Will the lengthy delay in appointing the Property Services Regulatory Authority hold up publication of the urgently needed property price register, asks PAT IGOE
APART FROM insolvency practitioners, few people can be happy with an economy in recession. And even fewer can be happy with the state of the property market. It is a sector in slow gear in an economy in slow gear.
Problems include lending institutions that are not lending and properties that are worth less than nothing to many owners. Then there is the disconnect between what vendors need and what purchasers can afford.
Both vendors and purchasers lack confidence and are looking to their own problems. Estate agents are still struggling with the new realities.
Overshadowing all of this is a basic problem that would prevent any market from functioning properly – secrecy.
Estate agents, vendors and purchasers are increasingly asking: when, when, when will the promised register of actual sale prices be available to the market?

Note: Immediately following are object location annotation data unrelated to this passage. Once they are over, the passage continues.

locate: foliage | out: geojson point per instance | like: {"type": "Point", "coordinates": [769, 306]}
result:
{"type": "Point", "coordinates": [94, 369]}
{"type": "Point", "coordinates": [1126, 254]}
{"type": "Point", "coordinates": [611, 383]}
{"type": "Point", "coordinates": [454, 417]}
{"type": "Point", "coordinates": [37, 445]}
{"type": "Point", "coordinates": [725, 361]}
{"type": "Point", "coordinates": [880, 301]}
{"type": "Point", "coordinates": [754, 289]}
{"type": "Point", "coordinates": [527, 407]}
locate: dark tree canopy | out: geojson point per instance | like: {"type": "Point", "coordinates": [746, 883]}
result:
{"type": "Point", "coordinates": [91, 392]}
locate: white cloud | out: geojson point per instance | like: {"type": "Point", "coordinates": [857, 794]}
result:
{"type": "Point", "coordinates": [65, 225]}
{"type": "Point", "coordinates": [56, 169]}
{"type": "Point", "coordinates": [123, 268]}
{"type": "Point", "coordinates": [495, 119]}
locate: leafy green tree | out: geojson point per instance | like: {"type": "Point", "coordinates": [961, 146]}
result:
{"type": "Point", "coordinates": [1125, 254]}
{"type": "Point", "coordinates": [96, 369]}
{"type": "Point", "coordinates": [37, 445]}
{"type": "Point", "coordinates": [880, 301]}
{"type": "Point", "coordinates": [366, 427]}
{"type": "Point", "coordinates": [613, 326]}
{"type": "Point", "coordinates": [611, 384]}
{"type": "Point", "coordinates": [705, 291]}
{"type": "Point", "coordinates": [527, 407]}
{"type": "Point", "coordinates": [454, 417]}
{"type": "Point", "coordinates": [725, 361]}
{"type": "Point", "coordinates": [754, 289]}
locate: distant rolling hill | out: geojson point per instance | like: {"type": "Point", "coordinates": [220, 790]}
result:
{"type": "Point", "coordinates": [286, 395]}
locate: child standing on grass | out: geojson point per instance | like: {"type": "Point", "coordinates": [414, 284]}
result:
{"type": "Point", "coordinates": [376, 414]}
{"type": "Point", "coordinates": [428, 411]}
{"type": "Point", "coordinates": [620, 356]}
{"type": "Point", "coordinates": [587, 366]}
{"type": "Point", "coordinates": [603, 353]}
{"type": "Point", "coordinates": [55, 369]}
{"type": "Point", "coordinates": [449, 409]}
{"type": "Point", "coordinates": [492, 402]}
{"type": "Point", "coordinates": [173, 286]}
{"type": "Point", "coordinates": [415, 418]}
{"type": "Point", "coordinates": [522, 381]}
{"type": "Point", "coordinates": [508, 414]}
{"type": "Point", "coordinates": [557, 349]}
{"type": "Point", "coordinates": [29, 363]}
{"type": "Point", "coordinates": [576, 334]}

The long-awaited Property Services Regulatory Authority must be appointed before work can commence on the database for the register. The deadline of July 5th for licensing of estate agents under the Act may give a timeframe. Recently, in the Dáil, Patrick Nulty was told that the authority would be established “as soon as possible”, whatever that means . . .
This week’s report from Goodbodys – that prices have fallen 68 per cent since the peak – based on Allsop Space auction results – highlighted the contrast with other figures that do not include cash sales.
Recent figures from the Central Statistics Office on the residential property market indicate a continuing fall in residential property prices by 17.4 per cent nationally over 12 months to January, a drop significantly greater than that of 10.7 per cent the previous year. But the CSO figures are only based on figures of eight mortgage lenders.
They entirely exclude cash buyers, who now appear to have a significant share of the market.
Then property website Daft.iereported that asking prices for residential property fell by an average of 7.7 per cent between September and December last year. They noted that this was the sharpest three-month fall in prices to date. The percentage fall in prices over the course of 2011 was 18 per cent. Again, these figures are only the asking prices.
The gap between asking prices and achieved prices, which is what matters, remains known only to individual buyers and sellers.
So the market, which is struggling, remains locked out.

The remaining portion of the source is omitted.